Pitt shrugged. “A logical guess.”
It took a recon plane all of two hours to spot it,” Hunter said. “A three-hundred-foot antenna mast doesn’t exactly lend itself to concealment.”
“Where is it located?”
“On a remote corner of the island of Maui, situated in an old abandoned Army installation built during World War Two for coast defense artillery. We checked through old records. The property was sold off years ago to an outfit called...”
“The Pisces Metal Company,” Pitt interrupted.
Hunter scowled good-naturedly. “Another logical guess?”
Pitt nodded.
Hunter gave him a wolfish grin. “
Did you know the Martha Ann will be docking in Honolulu about this time tomorrow?”
Pitt was properly surprised. “How is that possible?”
“Minutes after you airlifted the crew off the flight pad,” Hunter answered, “we programmed the computers to bring the ship back to Hawaii.”
“Smash a few instruments; cut a few wires,” said Pitt. “Surely Delphi’s men could have stopped the engines or knocked the steering equipment out of control.”
“You might think so,” Hunter replied. “But the Martha Ann’s override command system was designed with that very probability in mind. We work under the constant threat of capture and impoundment by a foreign government at odds, shall we say, with the 101st Fleet’s rather clandestine salvage operations. The engine room and navigational controls are automatically sealed off by electronic command with steel doors which would take at least ten hours to cut through. By that time, the ship is safely back in international waters and ready to raise wrecks another day.”

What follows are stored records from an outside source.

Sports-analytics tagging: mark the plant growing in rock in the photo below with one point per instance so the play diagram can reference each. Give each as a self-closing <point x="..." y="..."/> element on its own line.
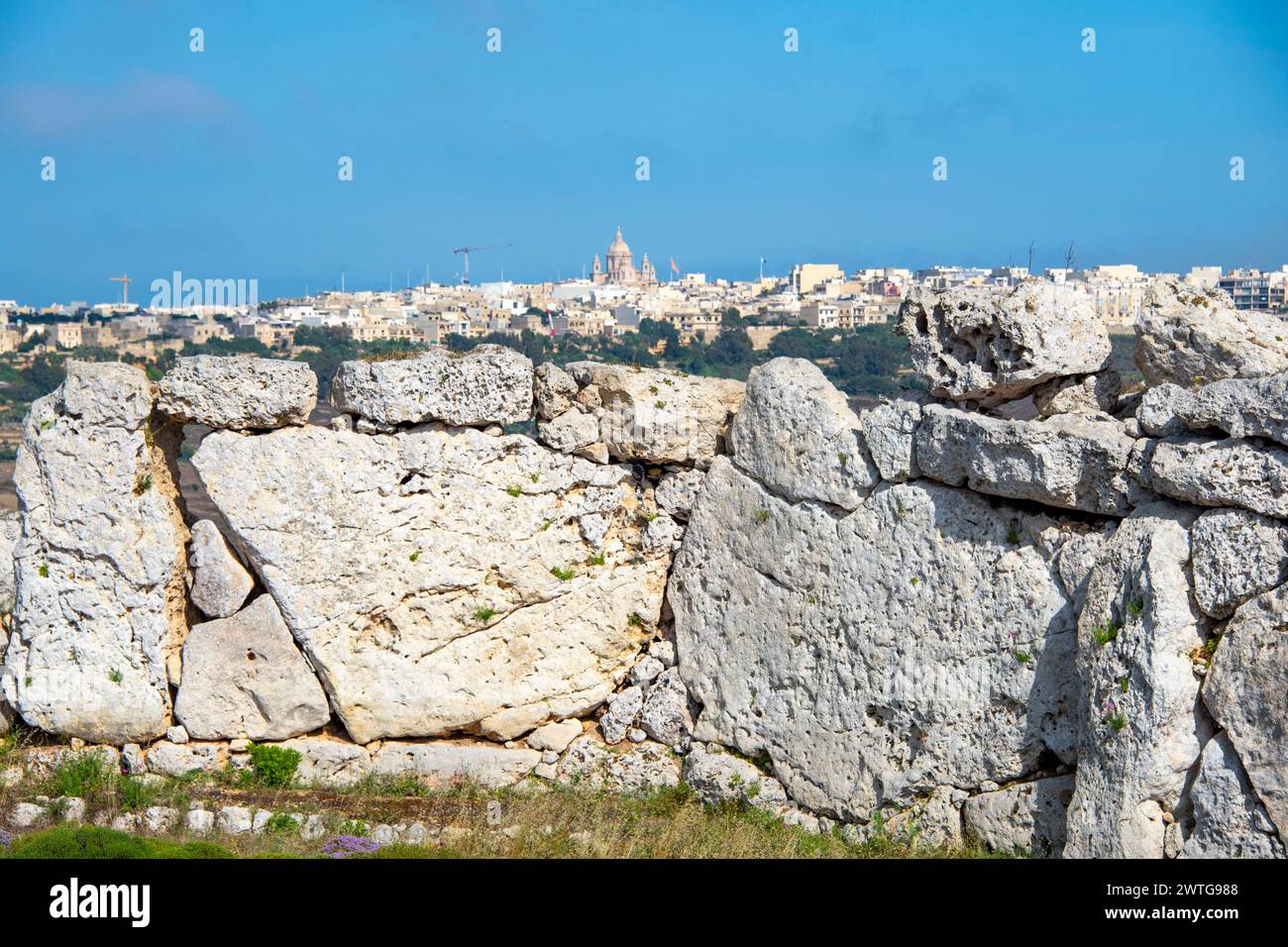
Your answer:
<point x="281" y="823"/>
<point x="134" y="793"/>
<point x="271" y="766"/>
<point x="1106" y="633"/>
<point x="346" y="845"/>
<point x="1115" y="718"/>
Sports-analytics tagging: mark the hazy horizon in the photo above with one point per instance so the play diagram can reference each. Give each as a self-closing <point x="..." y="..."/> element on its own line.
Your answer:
<point x="223" y="163"/>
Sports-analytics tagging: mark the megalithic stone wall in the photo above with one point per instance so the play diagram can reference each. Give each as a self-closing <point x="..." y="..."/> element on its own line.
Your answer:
<point x="1055" y="626"/>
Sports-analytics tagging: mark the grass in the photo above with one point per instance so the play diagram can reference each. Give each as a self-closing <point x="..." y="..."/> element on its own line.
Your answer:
<point x="565" y="822"/>
<point x="93" y="841"/>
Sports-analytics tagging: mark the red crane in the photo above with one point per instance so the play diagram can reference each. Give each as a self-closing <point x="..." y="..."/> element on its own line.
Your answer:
<point x="125" y="287"/>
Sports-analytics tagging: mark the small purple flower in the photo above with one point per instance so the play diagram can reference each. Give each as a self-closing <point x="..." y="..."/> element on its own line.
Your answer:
<point x="343" y="845"/>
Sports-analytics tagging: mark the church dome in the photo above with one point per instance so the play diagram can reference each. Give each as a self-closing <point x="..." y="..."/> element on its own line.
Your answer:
<point x="618" y="247"/>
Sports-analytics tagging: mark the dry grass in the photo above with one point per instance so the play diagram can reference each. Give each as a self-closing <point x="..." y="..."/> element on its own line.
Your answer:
<point x="531" y="821"/>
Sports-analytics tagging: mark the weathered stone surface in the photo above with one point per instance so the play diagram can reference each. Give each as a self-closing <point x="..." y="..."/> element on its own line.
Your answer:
<point x="797" y="434"/>
<point x="334" y="763"/>
<point x="175" y="759"/>
<point x="1158" y="408"/>
<point x="1068" y="460"/>
<point x="619" y="716"/>
<point x="554" y="390"/>
<point x="11" y="532"/>
<point x="245" y="677"/>
<point x="438" y="608"/>
<point x="665" y="715"/>
<point x="1138" y="732"/>
<point x="1189" y="337"/>
<point x="721" y="777"/>
<point x="554" y="736"/>
<point x="632" y="768"/>
<point x="1026" y="817"/>
<point x="677" y="491"/>
<point x="1252" y="474"/>
<point x="1229" y="819"/>
<point x="872" y="656"/>
<point x="1247" y="692"/>
<point x="219" y="581"/>
<point x="490" y="384"/>
<point x="995" y="344"/>
<point x="1240" y="407"/>
<point x="657" y="416"/>
<point x="101" y="570"/>
<point x="237" y="392"/>
<point x="441" y="763"/>
<point x="889" y="431"/>
<point x="1236" y="557"/>
<point x="1080" y="394"/>
<point x="108" y="394"/>
<point x="570" y="432"/>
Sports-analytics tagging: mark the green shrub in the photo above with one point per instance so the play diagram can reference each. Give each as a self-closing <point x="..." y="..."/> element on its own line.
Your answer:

Is she running without crew?”
“No, we airlifted a crew at first light,” Hunter said. “Damned good thing too. The helicopter arrived just in time to see the Martha Ann run down a fishing boat. They managed to pull the skipper out of the drink only minutes before the sharks would have gotten him. It was a damn near thing.”
“Now that the Martha Ann is on her way home, what about the Starbuck?”
“We write her off,” Hunter answered tonelessly. “Orders from the Pentagon. The Joint Chiefs have firmed their decision; better to mangle the Starbuck as soon as possible so her missiles can’t be launched and then raise her later.”
“How do you intend to ‘mangle’ her?”
“At 0500 hours tomorrow morning the frigate Monitor will launch a Hyperion Missile on the position where you found the Starbuck. The concussion from the warhead’s detonation, combined with the water pressure, will collapse and inundate any air pockets inside the seamount, as well as destroy the submarine.”
“An overkill,” Pitt muttered.
“I agree. I presented my case for going back with a crack team of Navy Seals and recapturing the sub, but was voted down. Better safe than sorry, so sayeth the big brass on the Potomac. They’re afraid that if Delphi has computed the launching sequence, he could conceivably level thirty cities anywhere around the world.”